Out of memory recovery


I am using Optix to load multiple models on the GPU to render them alternately without rebuilding the acceleration structure everytime. It works greatly until I try to load a model which will not fit in memory. An out of memory exception occurs, which is understandable, but I would like to be able to prevent this error from happening.
I have seen here https://devtalk.nvidia.com/default/topic/1045986/optix/issues-while-loading-big-textures-2-4gb-/ that it is not possible to recover from an out of memory exception and that we need to rebuild the optix context from scratch.
Is there a way to prevent this ? For example by estimating the space the acceleration structure will take on the GPU ?



Unfortunately, there is not currently a way to do this. We are working on features that will help with this in a future release. To mitigate this problem, you can try breaking your scene into smaller chunks. The out-of-memory problem usually occurs during Acceleration build. There is a chunk of temporary memory proportional to the size of your BVH which is allocated when you build an Acceleration. If you have a few medium sized BVHs instead of one large one, the high-water mark of your GPU memory usage can be significantly lower.



This won’t help you recover, but it might help you avoid the error. Try:

rtAccelerationSetProperty( accel, “compact”, “0” );

Compaction is there to reduce memory usage, but it may increase your high watermark temporarily.

By the way, BVH compaction and the “compact” BVH property are new and part of OptiX 6, this advice doesn’t apply if you’re using OptiX 5.1 or earlier.

You can find documentation of the BVH build properties in the Programming Guide here: http://raytracing-docs.nvidia.com/optix_6_0/guide_6_0/index.html#host#acceleration-structure-properties


Thanks, I will check this out.
Is it possible to estimate the space the acceleration structure may use depending on the size of the scene, even very roughly ? I did some test and the acceleration structure seems to vary between models, but I was hoping I could check the size of the vertices and triangles of the scene before building to determine if it will fit on the GPU using getAvailableDeviceMemory.

Currently, I just check if the memory use of the scene on CPU do not exceed a third of available memory on GPU, its working for most of models, but I guess it may fail on certain particular case.

I’m not sure I understand what you mean about checking the size of the vertices and triangles before building. Are you using the OptiX mesh sample code to load meshes? Normally, you will have the size of the vertices and index buffers before building, since those sizes need to be given to OptiX to create the buffers. If you’re using the OptiX mesh loader, you can get the mesh size information from the OptiXMesh class members, e.g., getNumVertices(), etc.

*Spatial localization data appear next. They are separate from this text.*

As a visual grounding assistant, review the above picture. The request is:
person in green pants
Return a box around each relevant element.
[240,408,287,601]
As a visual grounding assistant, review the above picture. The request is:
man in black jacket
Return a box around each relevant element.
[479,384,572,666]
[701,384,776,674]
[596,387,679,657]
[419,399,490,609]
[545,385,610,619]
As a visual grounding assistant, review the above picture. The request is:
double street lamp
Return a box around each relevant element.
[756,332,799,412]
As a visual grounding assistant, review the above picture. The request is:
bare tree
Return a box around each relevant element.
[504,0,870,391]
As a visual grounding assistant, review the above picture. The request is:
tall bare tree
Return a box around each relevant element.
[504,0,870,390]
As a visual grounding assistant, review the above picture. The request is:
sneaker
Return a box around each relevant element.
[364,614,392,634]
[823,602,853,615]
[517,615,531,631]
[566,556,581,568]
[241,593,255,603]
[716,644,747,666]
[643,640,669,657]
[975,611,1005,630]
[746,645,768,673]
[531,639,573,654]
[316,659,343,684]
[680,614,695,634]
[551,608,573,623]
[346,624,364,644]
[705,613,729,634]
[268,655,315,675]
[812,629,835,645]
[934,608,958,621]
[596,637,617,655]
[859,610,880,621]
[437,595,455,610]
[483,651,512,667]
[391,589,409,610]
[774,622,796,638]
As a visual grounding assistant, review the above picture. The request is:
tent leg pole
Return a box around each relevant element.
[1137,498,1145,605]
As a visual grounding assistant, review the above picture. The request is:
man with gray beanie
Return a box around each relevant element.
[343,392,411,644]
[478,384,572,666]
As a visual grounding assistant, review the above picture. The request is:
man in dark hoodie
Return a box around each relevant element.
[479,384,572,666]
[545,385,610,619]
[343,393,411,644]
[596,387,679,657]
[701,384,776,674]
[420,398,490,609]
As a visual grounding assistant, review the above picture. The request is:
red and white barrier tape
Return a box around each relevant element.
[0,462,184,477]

Are you using RTX hardware and OptiX 6, or some other combination? Are you using the geometryTriangles API for your meshes, or your own custom format & intersection program? You might experiment and see if using RT_GEOMETRY_FLAG_NO_SPLITTING with rtGeometrySetFlags() or rtGeometryTrianglesSetFlagsPerMaterial() makes any difference to your memory usage.

Your one-third rule of thumb makes sense. It is plausible that with compaction enabled (which is on by default), the temporary high watermark of an Acceleration Structure could be roughly 3x the size of the original mesh data, one copy for your data, one for the BVH, and one for compaction. After the build, usually two of those copies can be freed. With compaction disabled, the third compacted copy wouldn’t be allocated in the first place.

Right now we don’t have a more reliable way in OptiX to estimate the BVH size than what you already figured out. A better way to do that is coming, as Keith mentioned. If 3x the size of your mesh isn’t always working, for now I would suggest trying 3.5x or 4x until it’s always working. If you can break your large mesh(es) into smaller pieces as Keith suggested, you’ll have a lot more temporary space to work with, and be able to fit a lot more geometry on your GPU, since you’re entirely limited by the available free space at any given time. One other idea I can offer is to sort your meshes by size, and load from largest to smallest. That might help if you have a wide variety of sizes.

Also, just to be clear, compaction will only cause a higher watermark if you have a very small number of very large meshes. If you only have one large mesh, then disabling compaction is a good idea. If you have more than a few meshes, then compaction is going to reduce your maximum memory usage because it will compact some of your meshes before building the rest. Generally speaking, if you want to save memory, compaction should be enabled. Can you give some specifics on the number and sizes of meshes you’re trying to load, along with your GPU memory size?

Yes, I meant the size of the vertices and indices buffers in bytes that I am passing to Optix API. Right now, I am using Optix 5.1.1 because of drivers compatibility but I will get to Optix 6.0 when it will be possible.
I don’t really have a fixed number for the number of meshes, I am just trying to fit as much as possible.
A whole mesh indices and triangles buffers can take up to 300 MB in RAM on the host. I have problems when I try to use a GTX 970 with 4GB, after loading roughly 10 models between 10 to 400 MB.

Ah I see, thank you. Well then I’m offering too much advice. Disabling compaction and the splitting flag I mentioned don’t apply to OptiX 5.1. Stay tuned for updates to the API that might help you. In the mean time, with meshes up to 400MB in size, you might need to keep as much as 1.5GB reserved. So if you can break meshes into smaller chunks, you’ll be able to fit more. With 100MB meshes, you’d only need to reserve 300-400MB, and with 10MB meshes, you could get within 30-40MB of full - so with small meshes you’d be able to fit probably more than 1GB more mesh data than with the large 400MB meshes. Make sure to split meshes spatially, and not arbitrarily or randomly, so the BVH overlap between the chunks is minimized.

Thanks for the help, I will see what I can do, waiting for a next update then !